The White House said the quiet part out loud in Sept. ’22 by signaling a desire “to limit or eliminate” Bitcoin mining,” he remarked, citing a document which reveals the true agenda. […] Now they want Bitcoin miners to dox their power providers so the Dept. of ENERGY can tell them to stop working together. Operation Chokepoint 3.0?

Notably, the White House proposed in September 2022 that the Administration should “explore executive actions, and Congress might consider legislation, to limit or eliminate the use of high energy intensity consensus mechanisms for crypto-asset mining.”

Morgenstern also raises legal and constitutional concerns, suggesting that the EIA’s directive may violate several legal principles. “Other attorneys may have views, but it strikes me as potential violations of administrative procedure, paperwork reduction act, illegally compelled speech (1st Amend. means-ends, burdensome), due process (notice, penalties), & major questions doctrine (WV v. EPA).”

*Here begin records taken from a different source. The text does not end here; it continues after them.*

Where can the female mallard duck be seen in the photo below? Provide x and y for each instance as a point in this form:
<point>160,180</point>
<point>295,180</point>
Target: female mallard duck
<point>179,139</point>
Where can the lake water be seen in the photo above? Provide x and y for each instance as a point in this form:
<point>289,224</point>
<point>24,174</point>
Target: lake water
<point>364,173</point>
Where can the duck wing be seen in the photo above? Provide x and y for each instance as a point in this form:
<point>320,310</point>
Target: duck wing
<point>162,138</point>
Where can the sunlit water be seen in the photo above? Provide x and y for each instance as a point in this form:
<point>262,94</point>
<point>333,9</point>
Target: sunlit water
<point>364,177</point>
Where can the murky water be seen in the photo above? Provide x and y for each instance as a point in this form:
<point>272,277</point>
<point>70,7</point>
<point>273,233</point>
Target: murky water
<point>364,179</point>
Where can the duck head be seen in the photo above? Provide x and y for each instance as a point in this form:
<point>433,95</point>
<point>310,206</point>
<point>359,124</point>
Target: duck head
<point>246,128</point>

He connects these potential violations to broader actions by the administration, such as the SEC’s approach to crypto regulation, which he characterizes as “regulation by enforcement.” He concluded:

How can we forget that The White House proposed a THIRTY PERCENT tax on electricity use by specific users, while saying they want to increase access to … electricity … for all Americans?!?! I feel like I’m taking crazy pills.

At press time, BTC traded at $42,867.